New Year’s Eve coverage a sign of things to come

Laments about New Year's Eve celebrations were bound to be negative regardless of what direction the City of Vancouver decided to move towards.

Happy New Year to everyone.  The site experienced some technical difficulties to start the year, but is now back and functional, with a site redesign in the works.

This story referred to in this letter made the rounds on several newscasts, blogs and publications around the city to end the year.  “Vancouver is a no-fun city…Vancouver isn’t world class…Vancouver is not capitalizing on the party spirit left over from the Olympics…City Hall has shown no leadership in getting people excited”…and on it went.

The fact of the matter is that it really didn’t matter what the City of Vancouver decided to do on New Year’s Eve…because it was inevitable that criticism would follow.

Let’s look at the alternative scenario, where tens of thousands of dollars (or more) were laid out for a big public event.  Now in spite of the fact that Vancouver seemed to grow up during the Olympics with regards to our public displays of celebration, I also think that New Year’s is a mixed bag, and that without the benefit of a big name headlining act, a public gathering would be hard pressed to attract even 5000 people.

If that had happened, the City would have been crucified for spending money on an event that a) we can’t afford due to the budget process we just went through b) didn’t have nearly enough people show up to and c) would have been classified as a way for the current Vision administration to buy people’s votes.

Yes, I am absolutely speculating on the storylines that might have played out, but I am also getting a sense that this coming election year will be an 11 month opportunity (up until the next election) for the local media, commentators and political opponents to heave criticism and scorn onto Gregor Robertson et. al, regardless of what they do.

The latest example of this previous to the manufactured stories about Vancouver’s New Year’s Eve celebrations was the latest post about poor little Stuart Mackinnon by the Georgia Straight’s Charlie Smith.

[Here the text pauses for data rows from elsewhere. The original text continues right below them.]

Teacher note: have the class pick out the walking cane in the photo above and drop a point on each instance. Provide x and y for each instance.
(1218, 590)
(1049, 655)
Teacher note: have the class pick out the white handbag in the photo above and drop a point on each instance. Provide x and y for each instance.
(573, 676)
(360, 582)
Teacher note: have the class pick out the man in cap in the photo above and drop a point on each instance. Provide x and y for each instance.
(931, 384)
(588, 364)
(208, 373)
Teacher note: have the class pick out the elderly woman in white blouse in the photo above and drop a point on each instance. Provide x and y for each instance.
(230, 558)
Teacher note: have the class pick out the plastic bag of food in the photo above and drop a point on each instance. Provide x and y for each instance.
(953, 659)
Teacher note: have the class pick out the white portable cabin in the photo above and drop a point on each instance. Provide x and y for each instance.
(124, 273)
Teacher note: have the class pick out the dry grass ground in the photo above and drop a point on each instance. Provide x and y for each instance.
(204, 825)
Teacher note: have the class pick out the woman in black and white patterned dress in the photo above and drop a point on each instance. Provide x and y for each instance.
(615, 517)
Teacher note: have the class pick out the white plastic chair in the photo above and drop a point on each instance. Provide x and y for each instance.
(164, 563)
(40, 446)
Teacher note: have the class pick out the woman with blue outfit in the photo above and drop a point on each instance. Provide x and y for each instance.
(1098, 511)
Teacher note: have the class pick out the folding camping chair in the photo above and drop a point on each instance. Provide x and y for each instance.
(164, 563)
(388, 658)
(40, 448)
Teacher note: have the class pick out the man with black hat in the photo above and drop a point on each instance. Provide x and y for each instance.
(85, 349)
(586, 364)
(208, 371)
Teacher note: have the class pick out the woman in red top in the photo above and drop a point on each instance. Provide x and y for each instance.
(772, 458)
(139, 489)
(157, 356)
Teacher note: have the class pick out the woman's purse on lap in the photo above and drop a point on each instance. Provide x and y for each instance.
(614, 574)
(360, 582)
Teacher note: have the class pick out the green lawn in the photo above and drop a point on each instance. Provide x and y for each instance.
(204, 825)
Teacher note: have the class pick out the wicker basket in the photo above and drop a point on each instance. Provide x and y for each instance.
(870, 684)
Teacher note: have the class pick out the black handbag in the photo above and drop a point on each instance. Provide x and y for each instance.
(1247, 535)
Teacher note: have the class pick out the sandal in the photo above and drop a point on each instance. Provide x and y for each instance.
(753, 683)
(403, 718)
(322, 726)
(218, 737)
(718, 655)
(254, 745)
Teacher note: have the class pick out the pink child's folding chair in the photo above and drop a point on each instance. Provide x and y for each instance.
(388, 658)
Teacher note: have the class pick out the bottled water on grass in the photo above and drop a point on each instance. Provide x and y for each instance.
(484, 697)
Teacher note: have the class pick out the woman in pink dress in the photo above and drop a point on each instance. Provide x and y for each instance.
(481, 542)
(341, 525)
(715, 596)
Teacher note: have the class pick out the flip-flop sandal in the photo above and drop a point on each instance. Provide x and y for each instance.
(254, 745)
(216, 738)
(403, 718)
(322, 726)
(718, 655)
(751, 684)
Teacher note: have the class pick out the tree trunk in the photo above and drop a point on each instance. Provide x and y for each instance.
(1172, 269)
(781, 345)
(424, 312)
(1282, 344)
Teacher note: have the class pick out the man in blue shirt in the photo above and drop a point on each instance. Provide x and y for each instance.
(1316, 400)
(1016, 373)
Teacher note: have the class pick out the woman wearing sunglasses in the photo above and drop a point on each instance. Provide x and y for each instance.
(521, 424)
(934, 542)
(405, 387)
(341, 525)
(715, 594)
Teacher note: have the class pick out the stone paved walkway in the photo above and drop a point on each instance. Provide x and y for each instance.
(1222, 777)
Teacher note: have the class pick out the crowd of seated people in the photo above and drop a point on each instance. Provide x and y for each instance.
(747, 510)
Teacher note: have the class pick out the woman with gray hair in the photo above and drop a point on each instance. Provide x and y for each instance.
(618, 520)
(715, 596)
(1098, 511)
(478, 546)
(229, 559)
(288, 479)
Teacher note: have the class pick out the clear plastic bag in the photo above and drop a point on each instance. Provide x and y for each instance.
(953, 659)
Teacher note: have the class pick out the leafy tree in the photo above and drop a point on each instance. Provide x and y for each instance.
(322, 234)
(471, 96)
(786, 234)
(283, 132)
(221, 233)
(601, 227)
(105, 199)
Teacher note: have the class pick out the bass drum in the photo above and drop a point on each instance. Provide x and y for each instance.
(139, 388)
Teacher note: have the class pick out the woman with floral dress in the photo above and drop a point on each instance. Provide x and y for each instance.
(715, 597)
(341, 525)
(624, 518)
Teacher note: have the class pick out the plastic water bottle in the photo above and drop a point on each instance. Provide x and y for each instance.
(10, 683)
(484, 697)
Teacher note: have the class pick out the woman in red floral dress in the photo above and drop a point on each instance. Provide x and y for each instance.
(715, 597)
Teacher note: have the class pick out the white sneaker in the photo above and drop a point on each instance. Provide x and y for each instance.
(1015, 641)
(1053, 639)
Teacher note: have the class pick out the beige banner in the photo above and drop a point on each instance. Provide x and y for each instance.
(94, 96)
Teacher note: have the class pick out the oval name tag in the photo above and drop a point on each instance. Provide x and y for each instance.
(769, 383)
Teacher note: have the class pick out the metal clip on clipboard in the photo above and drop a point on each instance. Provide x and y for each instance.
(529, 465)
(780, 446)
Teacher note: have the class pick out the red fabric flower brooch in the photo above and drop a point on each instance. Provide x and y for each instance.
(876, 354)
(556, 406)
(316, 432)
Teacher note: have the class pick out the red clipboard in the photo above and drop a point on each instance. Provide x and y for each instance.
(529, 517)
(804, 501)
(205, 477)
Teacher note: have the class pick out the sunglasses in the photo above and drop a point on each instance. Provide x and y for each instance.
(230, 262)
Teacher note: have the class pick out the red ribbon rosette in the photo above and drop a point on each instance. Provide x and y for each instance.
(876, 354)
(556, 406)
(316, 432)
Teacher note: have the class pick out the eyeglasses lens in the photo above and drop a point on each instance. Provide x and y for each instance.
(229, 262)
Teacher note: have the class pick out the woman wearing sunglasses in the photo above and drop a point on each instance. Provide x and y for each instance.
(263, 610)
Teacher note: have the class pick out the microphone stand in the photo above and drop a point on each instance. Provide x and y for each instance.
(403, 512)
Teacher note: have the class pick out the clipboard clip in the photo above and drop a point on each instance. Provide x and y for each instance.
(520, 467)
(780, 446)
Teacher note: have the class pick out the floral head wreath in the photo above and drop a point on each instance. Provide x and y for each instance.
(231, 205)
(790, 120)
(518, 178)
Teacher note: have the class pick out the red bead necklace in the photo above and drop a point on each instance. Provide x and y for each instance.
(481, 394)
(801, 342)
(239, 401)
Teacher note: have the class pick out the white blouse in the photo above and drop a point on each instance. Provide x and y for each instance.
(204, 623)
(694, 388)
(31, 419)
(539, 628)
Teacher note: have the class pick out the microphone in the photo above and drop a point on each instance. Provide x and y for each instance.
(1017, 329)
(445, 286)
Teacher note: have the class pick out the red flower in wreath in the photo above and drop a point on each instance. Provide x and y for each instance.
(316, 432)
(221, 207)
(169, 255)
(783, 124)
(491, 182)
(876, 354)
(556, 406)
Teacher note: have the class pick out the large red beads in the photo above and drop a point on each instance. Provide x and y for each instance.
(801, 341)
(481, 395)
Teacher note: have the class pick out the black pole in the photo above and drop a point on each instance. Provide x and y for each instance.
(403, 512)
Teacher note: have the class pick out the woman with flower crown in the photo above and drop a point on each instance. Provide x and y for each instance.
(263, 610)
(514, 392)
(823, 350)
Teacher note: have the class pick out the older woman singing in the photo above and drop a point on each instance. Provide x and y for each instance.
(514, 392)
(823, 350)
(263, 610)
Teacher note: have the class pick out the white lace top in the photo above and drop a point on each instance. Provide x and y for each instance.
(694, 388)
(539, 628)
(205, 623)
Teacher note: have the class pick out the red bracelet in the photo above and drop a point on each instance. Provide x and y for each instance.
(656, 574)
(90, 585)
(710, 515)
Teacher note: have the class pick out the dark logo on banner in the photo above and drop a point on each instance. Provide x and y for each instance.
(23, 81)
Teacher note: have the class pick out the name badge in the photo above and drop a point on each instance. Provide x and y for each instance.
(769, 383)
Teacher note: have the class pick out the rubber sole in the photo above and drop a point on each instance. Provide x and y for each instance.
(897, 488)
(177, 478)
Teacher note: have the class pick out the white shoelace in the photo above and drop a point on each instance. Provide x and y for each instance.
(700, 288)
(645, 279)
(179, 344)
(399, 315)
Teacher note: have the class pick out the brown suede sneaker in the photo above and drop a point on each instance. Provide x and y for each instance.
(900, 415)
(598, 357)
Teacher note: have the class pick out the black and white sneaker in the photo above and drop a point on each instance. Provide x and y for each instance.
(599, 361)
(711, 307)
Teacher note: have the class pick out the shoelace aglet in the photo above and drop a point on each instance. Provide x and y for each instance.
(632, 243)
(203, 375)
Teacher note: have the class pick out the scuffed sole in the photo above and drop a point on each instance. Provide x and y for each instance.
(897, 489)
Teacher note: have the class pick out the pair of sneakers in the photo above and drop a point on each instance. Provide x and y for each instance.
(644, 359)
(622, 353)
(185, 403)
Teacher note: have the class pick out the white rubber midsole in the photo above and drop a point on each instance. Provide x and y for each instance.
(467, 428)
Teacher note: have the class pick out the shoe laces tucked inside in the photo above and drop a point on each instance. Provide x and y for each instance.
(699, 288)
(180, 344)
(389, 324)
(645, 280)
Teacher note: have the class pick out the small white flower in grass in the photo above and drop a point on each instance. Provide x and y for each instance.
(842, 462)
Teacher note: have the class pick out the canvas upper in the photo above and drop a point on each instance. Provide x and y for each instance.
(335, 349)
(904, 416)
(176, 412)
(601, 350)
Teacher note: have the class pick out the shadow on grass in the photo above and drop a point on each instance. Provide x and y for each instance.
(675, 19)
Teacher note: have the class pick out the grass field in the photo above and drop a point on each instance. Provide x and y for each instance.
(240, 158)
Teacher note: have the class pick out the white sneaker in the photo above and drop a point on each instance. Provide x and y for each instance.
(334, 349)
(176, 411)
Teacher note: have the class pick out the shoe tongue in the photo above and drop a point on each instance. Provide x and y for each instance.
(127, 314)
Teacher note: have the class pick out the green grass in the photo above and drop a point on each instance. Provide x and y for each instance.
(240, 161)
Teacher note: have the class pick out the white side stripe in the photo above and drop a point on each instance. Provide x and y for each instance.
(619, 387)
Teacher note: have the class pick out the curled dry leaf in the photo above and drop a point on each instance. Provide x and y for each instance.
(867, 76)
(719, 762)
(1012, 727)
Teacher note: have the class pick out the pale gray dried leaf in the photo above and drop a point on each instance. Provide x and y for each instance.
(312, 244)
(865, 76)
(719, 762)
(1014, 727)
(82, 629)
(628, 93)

Anyone who has watch Mackinnon in action knows that he is a passive aggressive character that espouses an air of superiority, particularly when it comes to his fellow Park Board colleagues.

The fact that Mackinnon was cooperating with Ian Robertson when it is clear that their ideology about parks and recreation around the city are completely different on so many major issues has never been questioned as it should be – namely that it is a partnership borne out of political convenience rather than conviction.

But once again, the slant is that the Vision Vancouver Commissioners are trying to intimidate and bully the poor, defenseless Green party representative who has a passion for the work and a heart of gold about his intentions.

Excuse me while I gag.

These kinds of stories seem like a precursor to what is about to come over the next year.  Vision Vancouver began as a juggernaut, and has had a relatively successful couple of years in office.  The local media don’t seem to like that – Sam Sullivan was an easy whipping boy for them, but Robertson isn’t in the same category, further angering a group of journalists that feeds off of false controversy and manufactured outrage.

Has the Vision administration been perfect in its strategies with regards to the media and some of its initiatives?  Far from it.  There are number of political decisions and subsequent actions for which they have had to pay for.

But to have a group of reporters that seem hell bent on finding those chinks in the armour of Robertson and his team seems completely out of line.

A new slate has been established for many in this year of 2011…maybe the the powers that be within the local media should wipe each of theirs clean and take a different approach in their coverage of the civic political scene in Vancouver.